Previously, there have been no alternative to heavy and sometimes invasive tags when tracking animals in the sea.
The underwater sensing system consists of a lightweight, flexible, Bluetooth-enabled tag that stores data when the sea animal is under water. As soon as the sea animal rises to the surface, the tag automatically syncs the stored data to floating receivers on the surface.
Data is wirelessly transmitted to floating receivers, which have built in Bluetooth and GSM capabilities. Sensor data is then relayed to the GSM network to be viewed from anywhere in the world. Where there is no GSM connection, drones scan the area and pick up the signal from floating beacons.
The team is looking to develop magnetic sensors for future integration, as well as flexible temperature, salinity and pressure sensors.

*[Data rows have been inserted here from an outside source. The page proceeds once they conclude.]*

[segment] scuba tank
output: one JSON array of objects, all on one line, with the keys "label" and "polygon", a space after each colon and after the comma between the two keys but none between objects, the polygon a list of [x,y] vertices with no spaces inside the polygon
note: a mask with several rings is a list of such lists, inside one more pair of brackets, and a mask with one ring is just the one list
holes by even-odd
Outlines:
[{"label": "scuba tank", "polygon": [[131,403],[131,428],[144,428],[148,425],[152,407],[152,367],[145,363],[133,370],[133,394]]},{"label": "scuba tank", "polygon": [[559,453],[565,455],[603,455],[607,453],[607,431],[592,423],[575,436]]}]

According to the team, one of the biggest challenges in designing this wireless tag was to ensure good wireless communication irrespective of the tag's orientation, as the animal position, on which the tag is mounted, is unpredictable.
"You want to get radiation all around and you need a vertical element for that. We couldn't have a vertical element so the design had to be completely flat, yet perform like a three-dimensional model," Associate Professor Atif Shamin of KAUST said.

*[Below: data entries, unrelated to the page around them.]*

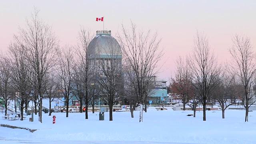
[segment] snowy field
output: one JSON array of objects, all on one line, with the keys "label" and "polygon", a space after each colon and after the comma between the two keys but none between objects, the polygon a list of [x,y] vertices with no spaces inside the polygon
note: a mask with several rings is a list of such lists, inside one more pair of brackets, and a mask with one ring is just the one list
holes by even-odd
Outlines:
[{"label": "snowy field", "polygon": [[[229,110],[222,118],[221,111],[206,112],[206,121],[202,121],[202,112],[196,117],[188,116],[192,111],[156,111],[149,108],[144,113],[144,122],[140,123],[139,112],[134,118],[129,112],[114,112],[114,121],[110,122],[109,113],[104,121],[98,120],[98,112],[43,114],[42,124],[34,116],[19,120],[0,120],[8,124],[38,130],[33,133],[24,130],[0,127],[0,144],[253,144],[256,142],[256,112],[249,112],[249,122],[244,122],[245,111]],[[2,114],[1,116],[3,115]]]}]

The team claim they were able to create a special flexible antenna that achieved near isotropic radiation pattern while maintaining a flat profile. The tag also needed to retain performance while maintaining flexibility and exposure to harsh sea conditions. The final challenge, according to the team, was attaching the integrated circuit – which is typically soldered on – to the flexible tag. The lightweight materials mean that heat is not an option, which led the team to explore specialised epoxies.
"The plan for this year is to integrate ultrasonic. When we do this, it will be the first ultrasonic, GSM and Bluetooth connectivity in tagged animals," Assoc Prof Shamim explained.
With ultrasonic connectivity, the researchers explained they will have access to real-time data and won’t need to wait for the animal to surface to read it.